それでも旦那は彼女のことを忘れて過ごしていてくれたため、安心し切っていた。
もうあの女と接点を持たなければ、大丈夫、そう過信していた。
だから、遥が目の前に現れたとき、動揺した。
あの女と同じ目をしたこの子どもは一体私から何を奪って行くのだろう?
「ねえ、愛梨ちゃんは私のこと嫌い?」
ある日、薫は私にそう聞いた。
「なんでそう聞くの?」
「だって、いつも私ばっかりなんかもらっちゃうんだもん……」
そう言う彼女の手には、賞状が握られていた。
「ううん、そんな薫が誇らしい友達だと思うよ」
「本当?」
別に賞状なんていらないし、そこそこに生きていければいいやって思っていたし、あまり薫が羨ましいとも思ったことがなかった。
「よかった!私ね、愛梨ちゃん大好きなの!嫌われたらどうしようって思ってた!」
本気で安堵する彼女をみて、私は驚いた。
薫は可愛いし頭もいいしこうして表彰されることもしょっちゅうだったから、私以外にも仲のいい友達はたくさんいた。
だから私1人が別になんと言おうと、邪険にされるのは私の方だと思っていたのだ。
それ以降、すっかり安心したのか薫はますます私にベッタリとくっつくようになった。
それも高校卒業とともに終わりかと思ったが、大学に入っても、大学院に行っても、就職しても、彼女は頻繁に私に会いにきた。

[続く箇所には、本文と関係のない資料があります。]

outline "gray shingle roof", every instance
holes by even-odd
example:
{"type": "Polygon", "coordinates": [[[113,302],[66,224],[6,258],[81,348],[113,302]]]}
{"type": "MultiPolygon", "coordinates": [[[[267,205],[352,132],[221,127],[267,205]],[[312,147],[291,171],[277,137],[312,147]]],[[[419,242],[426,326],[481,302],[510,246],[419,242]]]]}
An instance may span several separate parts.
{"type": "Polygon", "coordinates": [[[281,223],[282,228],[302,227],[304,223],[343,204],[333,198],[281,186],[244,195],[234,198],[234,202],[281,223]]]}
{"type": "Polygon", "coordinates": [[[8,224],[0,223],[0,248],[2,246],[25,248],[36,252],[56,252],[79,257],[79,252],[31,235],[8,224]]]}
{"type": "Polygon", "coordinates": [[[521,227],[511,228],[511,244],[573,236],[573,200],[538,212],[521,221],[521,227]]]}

「私愛梨ちゃん大好きだから、ずっと仲のいい友達でいたいの」
笑顔で毎回言う彼女の姿に、私は少しずつ怖くなっていた。
結婚することを報告したときの彼女の顔は忘れられない。
「愛梨ちゃん、結婚しちゃうんだ……愛梨ちゃんは結婚とかしないと思ってた……」
ショックを受けている彼女に私は困惑した。どうしてそこまで悲しい顔をするのだろう。
友達ならもっと喜んでくれるのが普通ではないだろうか。
「じゃあさ、結婚式のスピーチ私にやらせて?」
「あ、うん……それはいいけど……」
「うん、早く愛莉ちゃんの旦那さんにも会いたいな」
このときに感じた違和感は、のちにたしかなものとなる。
旦那は遥がこの世に生まれてきたことは、自分と薫の間で起きてしまった間違いだと言った。
でも私はあの女はわざと旦那と事に至ったのだと知っている。
薫が事故に会ったと聞いてすっ飛んで行った旦那は遥を連れて帰ってきた。
実はその後、家宛に薫から手紙が届いたのだ。
『愛莉ちゃんへ 実は愛莉ちゃんが結婚してからずっと考えていたのです。どうしたらずっと愛莉ちゃんと共に入れるのかなって。私は女だから愛莉ちゃんとはどうにもなれないから。だから、私の遺伝子を愛莉ちゃんのところに送ればいいのかなって思いました。今度届けるね。』
私はその手紙を破り捨てた。恐怖で身体中が震えた。
ベビーベッドで何も知らない顔で眠る遥を見て私は懇願した。
どうか、何も奪わないで、と。
この子はあの女とは違う、違うとわかっていても、どうしても目を見ることができなかった。
どうやって、この子を愛していけばいいのだろうか。
私はいまだに結論を出せずにいる。